SAN BENITO, RGV – Matamoros Mayor Leticia Salazar has had a high profile in the Rio Grande Valley in the last week or so, signing a sister city agreement with the City of Brownsville and participating in the expansion of BiNED.

On Tuesday, Salazar will be back in Cameron County again, this time to sign a sister city arrangement with the City of San Benito.

San Benito Mayor Celeste Sanchez
San Benito Mayor Celeste Sanchez

The ceremony takes place at the START Center’s Nogales Event Center, which is located at 32611 FM 2520 in San Benito. The event starts at 11 a.m. At 12 noon a lunch will be provided.

“We are honored to have Mayor Lety Salazar visit San Benito for this historic ceremony,” said San Benito Mayor Celeste Sanchez. “This sister city agreement will open the doors to a lot of things. I am looking forward to freely traveling back and forth between our two cities and increasing the shopping between our two cities. I want to see a lot of cultural exchanges and increased business between our two cities. We have to recognize our families are related. Our people have families that live in Matamoros. There are strong family ties.”

Asked how the agreement came to be, Sanchez said: “It is funny. The same week I was reaching out to Mayor Salazar she was reaching out to me. We both wanted to set up a breakfast meeting at the same time. When I became mayor I reached out to all our neighboring cities, including Matamoros. My message to the other mayors was, working together we can achieve so much more. What is good for Cameron County is good for San Benito. It is also good for Harlingen and it is good for Brownsville. We are much stronger when we work together.”

Sanchez said local communities such as San Benito and Matamoros could also show the federal governments in Washington, D.C, and Mexico City the way. “I think whatever problems the United States and Mexico are experiencing, we can still help each other. We cannot wait for the federal governments to sort things out.”

Last week’s sister city agreement between Matamoros and Brownsville focused on building closer ties in the areas of education, business and culture. Sanchez said the same three areas will be highlighted in the agreement between Matamoros and San Benito. “There will be educational, cultural and business benefits associated with this agreement. There are benefits for both sides.”

Sanchez added that Salazar can help San Benito with one of its top agenda items, developing greater infrastructure on the Mexican side of Los Indios International Bridge. The U.S. portion of the bridge is co-owned by Cameron County, Harlingen and San Benito. An overweight corridor exists between the bridge and the Port of Brownsville. However, an impediment to more truck traffic is the lack of infrastructure on the Mexican side of the bridge. “It is a federal issue on the Mexican side because it is a question of safety for trucks between the interstate and the bridge. It is just open land and there is no safety for the truckers. We would hope Mayor Salazar can get us an audience with the Governor of Tamaulipas.
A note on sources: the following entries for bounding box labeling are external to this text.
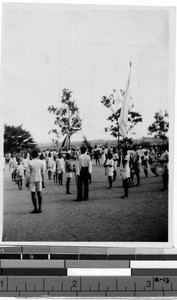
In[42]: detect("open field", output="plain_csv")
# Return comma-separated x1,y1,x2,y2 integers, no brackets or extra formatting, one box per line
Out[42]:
3,161,168,242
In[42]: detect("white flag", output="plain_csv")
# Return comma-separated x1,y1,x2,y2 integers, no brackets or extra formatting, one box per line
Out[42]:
119,63,131,138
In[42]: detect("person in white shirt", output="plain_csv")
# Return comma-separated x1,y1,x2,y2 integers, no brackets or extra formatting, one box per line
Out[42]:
47,152,53,180
104,152,114,189
28,150,44,214
75,147,91,201
16,158,24,190
120,148,130,198
40,153,47,188
112,147,119,181
56,152,65,185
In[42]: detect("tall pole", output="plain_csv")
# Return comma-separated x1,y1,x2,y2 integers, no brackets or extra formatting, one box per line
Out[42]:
117,124,120,148
68,107,71,150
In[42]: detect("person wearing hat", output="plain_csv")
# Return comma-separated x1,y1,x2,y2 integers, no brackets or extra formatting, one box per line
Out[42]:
75,147,91,201
65,153,73,194
28,150,44,214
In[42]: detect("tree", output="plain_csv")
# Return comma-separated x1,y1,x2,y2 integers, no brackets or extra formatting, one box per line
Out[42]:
4,124,36,153
48,89,82,149
101,89,142,142
148,110,169,143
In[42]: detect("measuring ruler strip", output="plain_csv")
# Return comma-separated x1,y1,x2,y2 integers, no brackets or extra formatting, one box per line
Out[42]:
0,268,177,277
0,259,130,268
0,252,174,261
0,276,177,297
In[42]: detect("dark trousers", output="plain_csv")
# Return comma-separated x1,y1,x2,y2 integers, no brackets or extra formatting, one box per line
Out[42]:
123,178,128,196
66,178,71,193
77,167,89,200
162,170,168,189
31,192,42,210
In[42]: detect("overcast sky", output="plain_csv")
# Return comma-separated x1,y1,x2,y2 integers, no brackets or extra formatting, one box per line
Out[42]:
2,3,174,142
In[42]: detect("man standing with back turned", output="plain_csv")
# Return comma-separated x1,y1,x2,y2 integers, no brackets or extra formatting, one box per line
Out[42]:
75,147,91,201
29,150,45,214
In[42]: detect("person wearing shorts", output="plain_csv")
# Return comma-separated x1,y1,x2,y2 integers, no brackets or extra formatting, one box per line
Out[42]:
28,150,45,214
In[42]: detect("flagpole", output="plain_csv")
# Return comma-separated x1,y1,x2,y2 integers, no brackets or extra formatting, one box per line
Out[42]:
117,123,120,148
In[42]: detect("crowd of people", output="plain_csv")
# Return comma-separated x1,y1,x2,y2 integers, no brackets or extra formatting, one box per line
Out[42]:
6,145,169,213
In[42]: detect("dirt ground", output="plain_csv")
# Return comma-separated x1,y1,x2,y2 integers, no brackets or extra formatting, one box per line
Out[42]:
3,161,168,242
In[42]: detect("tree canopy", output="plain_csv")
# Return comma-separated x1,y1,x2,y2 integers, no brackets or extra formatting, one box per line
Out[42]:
101,89,142,137
48,89,82,147
4,124,36,153
148,110,169,141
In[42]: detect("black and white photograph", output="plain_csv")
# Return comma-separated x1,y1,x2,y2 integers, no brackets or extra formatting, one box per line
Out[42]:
1,2,175,245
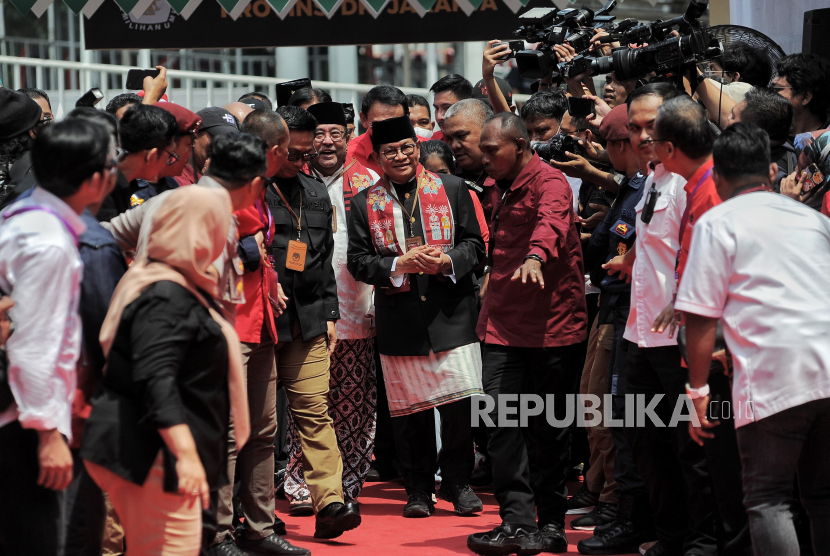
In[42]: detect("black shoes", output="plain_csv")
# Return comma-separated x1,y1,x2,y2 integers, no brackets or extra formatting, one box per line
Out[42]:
467,523,543,556
539,523,568,553
571,502,617,531
403,492,435,517
208,538,247,556
438,481,484,515
314,502,361,539
567,482,599,515
239,533,311,556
I know there has been some dialogue and I know he is aware this issue.”

Sanchez said San Benito “wants to move quickly” in developing infrastructure on both sides of Los Indios because of an anticipated growth in truck traffic carrying fresh produce from Sinaloa along the new inter-oceanic superhighway that runs from Mazatlán to Matamoros. More and more produce destined for the east coast of the United States will likely cross into the country at international bridges in the Valley.
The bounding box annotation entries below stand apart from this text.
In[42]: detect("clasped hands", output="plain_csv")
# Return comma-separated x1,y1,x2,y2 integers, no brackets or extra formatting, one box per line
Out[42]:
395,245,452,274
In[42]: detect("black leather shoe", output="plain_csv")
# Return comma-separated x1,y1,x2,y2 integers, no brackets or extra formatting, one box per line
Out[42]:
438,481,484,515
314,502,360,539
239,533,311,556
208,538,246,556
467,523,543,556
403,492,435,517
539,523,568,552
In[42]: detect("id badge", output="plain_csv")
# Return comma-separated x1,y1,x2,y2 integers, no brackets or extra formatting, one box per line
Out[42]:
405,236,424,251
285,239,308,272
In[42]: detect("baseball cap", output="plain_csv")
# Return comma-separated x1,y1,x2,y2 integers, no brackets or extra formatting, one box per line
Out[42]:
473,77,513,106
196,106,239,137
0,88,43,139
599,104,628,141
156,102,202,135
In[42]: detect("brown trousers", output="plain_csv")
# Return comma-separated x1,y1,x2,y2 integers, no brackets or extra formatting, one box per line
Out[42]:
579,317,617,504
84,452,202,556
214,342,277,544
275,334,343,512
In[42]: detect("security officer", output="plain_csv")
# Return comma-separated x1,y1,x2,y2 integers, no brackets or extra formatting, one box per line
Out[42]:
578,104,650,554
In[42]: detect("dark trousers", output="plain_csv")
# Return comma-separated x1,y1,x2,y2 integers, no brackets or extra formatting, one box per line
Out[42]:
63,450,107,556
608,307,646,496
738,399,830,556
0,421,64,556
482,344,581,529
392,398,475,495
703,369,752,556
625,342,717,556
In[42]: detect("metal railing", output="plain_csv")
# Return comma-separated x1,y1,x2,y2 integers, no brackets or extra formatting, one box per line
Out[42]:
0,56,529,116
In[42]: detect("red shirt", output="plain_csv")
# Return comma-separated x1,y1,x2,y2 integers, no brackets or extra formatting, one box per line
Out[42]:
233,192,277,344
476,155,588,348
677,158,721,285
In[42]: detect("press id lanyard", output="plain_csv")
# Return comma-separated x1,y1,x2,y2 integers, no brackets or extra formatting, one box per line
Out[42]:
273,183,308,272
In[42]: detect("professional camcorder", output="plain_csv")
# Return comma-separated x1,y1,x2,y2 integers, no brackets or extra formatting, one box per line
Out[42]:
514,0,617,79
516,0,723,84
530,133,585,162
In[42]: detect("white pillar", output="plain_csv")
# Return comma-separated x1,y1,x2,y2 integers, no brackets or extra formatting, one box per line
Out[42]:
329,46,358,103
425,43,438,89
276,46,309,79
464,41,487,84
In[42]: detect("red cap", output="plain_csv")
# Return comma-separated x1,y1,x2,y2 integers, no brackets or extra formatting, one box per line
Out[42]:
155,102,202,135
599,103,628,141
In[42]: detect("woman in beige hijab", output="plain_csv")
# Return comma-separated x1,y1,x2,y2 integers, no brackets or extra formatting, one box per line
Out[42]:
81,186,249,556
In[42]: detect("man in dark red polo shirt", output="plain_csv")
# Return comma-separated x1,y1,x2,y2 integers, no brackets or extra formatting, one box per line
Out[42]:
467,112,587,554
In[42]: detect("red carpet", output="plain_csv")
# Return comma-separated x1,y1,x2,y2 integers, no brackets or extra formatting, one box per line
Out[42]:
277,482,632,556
“I hope we move quickly on developing infrastructure because that bridge is vital to San Benito and Cameron County. It is the shortest connection to the I-69 corridor. We have been in talks with Cameron County and Harlingen about building a cold storage facility next to the bridge on the U.S. side. Right now there is no such amenity. The trucks are coming through the other bridges in Hidalgo and they are backlogged. We hope to alleviate that backlog. We are hoping to tap into that new superhighway. We want to part of the route that takes fresh produce from Sinaloa to Canada.”